The dollar has retreated on Thursday, following the release of several weaker than expected economic reports. Among the disappointing results was the downward revision to second quarter GDP and a larger than expected decrease in new orders for durable goods. The lone bright spot was the bigger than anticipated drop in initial jobless claims.
In a positive sign for the sluggish labor market, the Labor Department released a report Thursday morning showing a much bigger than expected drop in first-time claims for U.S. unemployment benefits in the week ended September 22nd.
The report showed that jobless claims fell to 359,000 from the previous week's revised figure of 385,000. Economists had expected jobless claims to drop to 376,000 from the 382,000 originally reported for the previous week.

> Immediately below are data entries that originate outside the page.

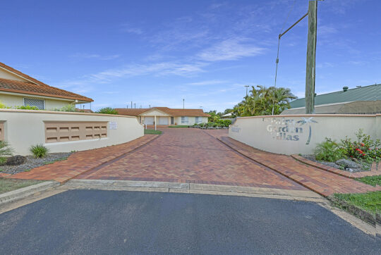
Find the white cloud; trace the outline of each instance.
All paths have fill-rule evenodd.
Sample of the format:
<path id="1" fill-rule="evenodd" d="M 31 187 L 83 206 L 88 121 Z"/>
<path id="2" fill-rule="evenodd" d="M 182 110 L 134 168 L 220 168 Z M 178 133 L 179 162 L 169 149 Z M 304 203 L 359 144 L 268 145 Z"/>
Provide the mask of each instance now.
<path id="1" fill-rule="evenodd" d="M 245 41 L 241 39 L 226 39 L 203 50 L 197 56 L 205 61 L 229 61 L 257 56 L 265 51 L 264 48 L 245 43 Z"/>
<path id="2" fill-rule="evenodd" d="M 139 75 L 162 76 L 175 75 L 188 77 L 204 72 L 202 67 L 206 65 L 204 63 L 179 63 L 172 62 L 135 64 L 119 68 L 108 69 L 97 73 L 84 75 L 75 80 L 69 80 L 61 83 L 63 85 L 63 87 L 73 87 L 80 89 L 80 87 L 87 87 L 87 85 L 109 83 L 115 79 Z M 90 89 L 90 87 L 87 89 Z"/>
<path id="3" fill-rule="evenodd" d="M 125 32 L 131 34 L 141 35 L 143 30 L 138 27 L 134 27 L 128 24 L 122 25 L 121 32 Z"/>
<path id="4" fill-rule="evenodd" d="M 75 54 L 73 54 L 70 56 L 71 58 L 95 58 L 95 59 L 100 59 L 100 60 L 111 60 L 118 58 L 120 57 L 121 55 L 115 54 L 115 55 L 108 55 L 108 56 L 101 56 L 99 54 L 89 54 L 86 53 L 76 53 Z"/>
<path id="5" fill-rule="evenodd" d="M 187 83 L 187 85 L 193 85 L 193 86 L 203 86 L 203 85 L 214 85 L 216 84 L 226 83 L 226 80 L 204 80 L 202 82 L 190 82 Z"/>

With private inventory investment, consumer spending, and exports all rising by less than previously estimated, the Commerce Department released a report on Thursday showing that the U.S. economy expanded by less than previously reported in the second quarter.

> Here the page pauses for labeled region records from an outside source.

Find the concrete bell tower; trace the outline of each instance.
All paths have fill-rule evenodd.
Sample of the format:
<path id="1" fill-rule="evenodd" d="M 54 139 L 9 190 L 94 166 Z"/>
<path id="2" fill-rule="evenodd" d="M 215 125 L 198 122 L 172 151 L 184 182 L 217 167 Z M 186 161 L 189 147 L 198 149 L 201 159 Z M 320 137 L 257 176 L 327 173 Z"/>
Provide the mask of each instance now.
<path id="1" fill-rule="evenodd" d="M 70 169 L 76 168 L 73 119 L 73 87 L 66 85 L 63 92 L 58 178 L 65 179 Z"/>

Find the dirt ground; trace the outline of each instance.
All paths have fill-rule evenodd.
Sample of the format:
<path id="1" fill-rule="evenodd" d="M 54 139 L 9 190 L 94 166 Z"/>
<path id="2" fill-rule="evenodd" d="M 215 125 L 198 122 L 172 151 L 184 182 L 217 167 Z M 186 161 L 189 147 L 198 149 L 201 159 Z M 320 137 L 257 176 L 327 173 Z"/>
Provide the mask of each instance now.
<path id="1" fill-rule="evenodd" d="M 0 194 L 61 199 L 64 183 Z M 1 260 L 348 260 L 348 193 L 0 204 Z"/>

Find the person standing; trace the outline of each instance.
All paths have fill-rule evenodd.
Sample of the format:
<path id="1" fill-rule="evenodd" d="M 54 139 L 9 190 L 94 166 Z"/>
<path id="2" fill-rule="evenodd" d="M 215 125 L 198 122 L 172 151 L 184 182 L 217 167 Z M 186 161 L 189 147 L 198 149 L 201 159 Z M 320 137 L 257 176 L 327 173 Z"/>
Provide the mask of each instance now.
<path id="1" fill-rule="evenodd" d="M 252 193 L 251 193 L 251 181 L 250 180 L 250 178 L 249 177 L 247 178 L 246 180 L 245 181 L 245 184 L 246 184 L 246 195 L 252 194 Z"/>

The report showed that U.S. gross domestic product increased at an annual rate of 1.3 percent in the second quarter compared to the previous estimate of 1.7 percent growth. The downward revision came as a surprise to most economists, who had expected the rate of second quarter GDP growth to be unrevised.

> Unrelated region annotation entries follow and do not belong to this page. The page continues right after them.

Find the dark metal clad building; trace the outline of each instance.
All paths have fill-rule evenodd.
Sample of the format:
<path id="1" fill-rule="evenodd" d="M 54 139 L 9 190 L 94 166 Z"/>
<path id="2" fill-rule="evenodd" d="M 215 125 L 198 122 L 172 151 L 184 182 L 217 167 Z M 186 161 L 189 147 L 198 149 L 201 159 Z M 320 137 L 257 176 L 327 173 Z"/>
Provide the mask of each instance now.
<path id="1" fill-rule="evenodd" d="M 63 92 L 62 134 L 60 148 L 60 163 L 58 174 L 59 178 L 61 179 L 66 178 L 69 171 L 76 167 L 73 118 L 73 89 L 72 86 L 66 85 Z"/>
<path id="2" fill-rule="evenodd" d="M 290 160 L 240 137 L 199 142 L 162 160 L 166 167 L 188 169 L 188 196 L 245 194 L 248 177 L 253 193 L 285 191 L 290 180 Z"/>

New orders for U.S. manufactured durable goods showed a substantial decrease in the month of August, according to a report released by the Commerce Department on Thursday, with the steep drop largely due to a sharp decline in orders for transportation equipment.
The Commerce Department said durable goods orders fell by 13.2 percent in August following a revised 3.3 percent increase in July. Economists had been expecting durable goods orders to drop by a more modest 5.0 percent.
After jumping to a two-year high in the previous month, pending home sales in the U.S. unexpectedly saw a notable pullback in the month of August, according to a report released by the National Association of Realtors on Thursday.
NAR said its pending home sales index fell by 2.6 percent to 99.2 in August after rising by 2.6 percent to 101.9 in July. The drop came as a surprise to economists, who had expected pending home sales to edge up by another 0.3 percent.
Investor concerns over Greece and Spain persisted on Thursday. Spain is presenting its draft budget for 2013 later today, which is expected to include more economic reforms, including further cutbacks, pension reform and new taxes on greenhouse emissions. Protests continued in Madrid against the expected austerity measures, which may pave the way for an official aid request.
Italy witnessed yet another decline in borrowing costs at an auction of its five and ten-year bonds on Thursday as investors took a favorable view on the country over Spain. Meanwhile, the lingering uncertainty regarding a bailout request from Spain continued to push the country's borrowing costs higher today.
The dollar has struggled to pick a direction in comparison to the Euro. The currency reached a high of $1.2827 Thursday, but has since pulled back to around $1.2890.
Eurozone economic confidence declined for the seventh consecutive month in September, reflecting weakness across all sectors except construction. Eurozone economic confidence deteriorated to 85 in September from 86.1 in August, survey data from European Commission showed Thursday. The reading was forecast to remain unchanged at 86.1.
Germany's import price inflation rose more than expected in August, the Federal Statistical Office reported Thursday. Import prices grew 3.2 percent year-on-year in August, sharper than the June's growth of 1.2 percent. The annual growth was the fastest since February and exceeded the 2.7 percent rise forecast by economists.
Unemployment in France crossed the 3-million mark in August for the first time in more than a decade as weak economic activity continued to hamper government's efforts to prop up the job market.
The unemployment rate in Germany remained unchanged at 5.5 percent on a seasonally adjusted basis in August, data released by the Federal Statistical Office showed Thursday.
German unemployment increased for the sixth consecutive month in September as companies struggled with weak orders amid fears of looming recession in the euro area.
The unemployment increased by 9,000 in September from the previous month, the Federal Labor Agency said Thursday. Economists had forecast unemployment to rise by 10,000. The number of unemployed rose by a revised 11,000 in August.
Data published by the Labor Ministry on late Wednesday showed that the number of job seekers registered at employment offices in France totaled 3.011 million at end-August. This was the first time since 1999 that the figure exceeded 3 million.
The buck has pulled back from yesterday's high of $1.6136 versus the pound sterling Thursday, to around $1.6220.
The U.K. economy shrank 0.4 percent in the second quarter from a quarter ago, which was smaller than the 0.5 percent decline previously estimated, final data from the Office for National Statistics showed Thursday.
Nonetheless, the economy remains in double-dip recession. Gross domestic product was down 0.3 percent in the first quarter and fell 0.4 percent in the fourth quarter of 2011.
The greenback has remained little changed versus the Japanese Yen on Thursday, hovering around Y77.640 level, just slightly above Wednesday's low of Y77.580.